O rapaz de 14 anos começou hoje de manhã a ser julgado à porta fechada, no âmbito de um Processo Tutelar Educativo, instaurado pela prática de factos consubstanciadores de um crime de homicídio qualificado.
Segundo um comunicado do Tribunal Judicial da Comarca de Aveiro, a sessão foi preenchida com as declarações do menor durante a manhã, tendo sido ouvidos da parte da tarde o pai do rapaz, uma técnica superior de reinserção social do centro educativo onde o menor se encontra internado e três testemunhas arroladas pelo Ministério Público (MP) e pela defesa.

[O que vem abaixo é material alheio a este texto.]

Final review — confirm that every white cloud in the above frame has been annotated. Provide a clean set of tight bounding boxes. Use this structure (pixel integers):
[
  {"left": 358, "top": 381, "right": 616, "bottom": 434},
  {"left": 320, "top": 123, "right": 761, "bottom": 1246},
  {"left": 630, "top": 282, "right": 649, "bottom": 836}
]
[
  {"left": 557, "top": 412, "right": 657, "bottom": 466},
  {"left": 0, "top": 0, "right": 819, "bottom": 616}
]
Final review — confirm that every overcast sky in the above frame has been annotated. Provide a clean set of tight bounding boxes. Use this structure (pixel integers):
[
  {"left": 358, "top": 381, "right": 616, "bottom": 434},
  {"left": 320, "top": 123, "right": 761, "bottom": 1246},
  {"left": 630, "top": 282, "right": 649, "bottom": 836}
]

A nota assinada pelo juiz presidente da Comarca, Jorge Bispo, refere que a sessão continuará na quinta-feira pela 09:30, faltando inquirir 13 testemunhas.
O julgamento decorre à porta fechada, uma vez que foi determinada a exclusão de publicidade, o que significa que as audiências decorrem sem a presença de público ou da comunicação social, exceto na leitura da decisão, que será pública. O pai do rapaz pode assistir à audiência, uma vez que se trata de um menor.
O menor, que está a cumprir a medida cautelar de guarda em centro educativo em regime fechado, está a ser julgado por um tribunal coletivo, composto por um juiz de carreira e dois juízes sociais (cidadãos, sem formação jurídica específica, nomeados para auxiliar juízes de direito em tribunais de família e menores).
O MP requereu a aplicação ao jovem da medida tutelar educativa de internamento em centro educativo, que corresponde à medida mais gravosa.
O caso remonta a 21 de outubro de 2025, quando Susana Gravato foi atingida por um disparo de arma de fogo, no interior da sua casa, na Gafanha da Vagueira, concelho de Vagos, no distrito de Aveiro.
A vítima foi encontrada pelo marido que alertou os bombeiros. Apesar das manobras de reanimação realizadas, o óbito foi declarado no local pela equipa da Viatura Médica de Emergência e Reanimação.
Menos de 24 horas após o crime, a Polícia Judiciária (PJ) anunciou a detenção do filho da vereadora, por fortes indícios de ter assassinado a mãe.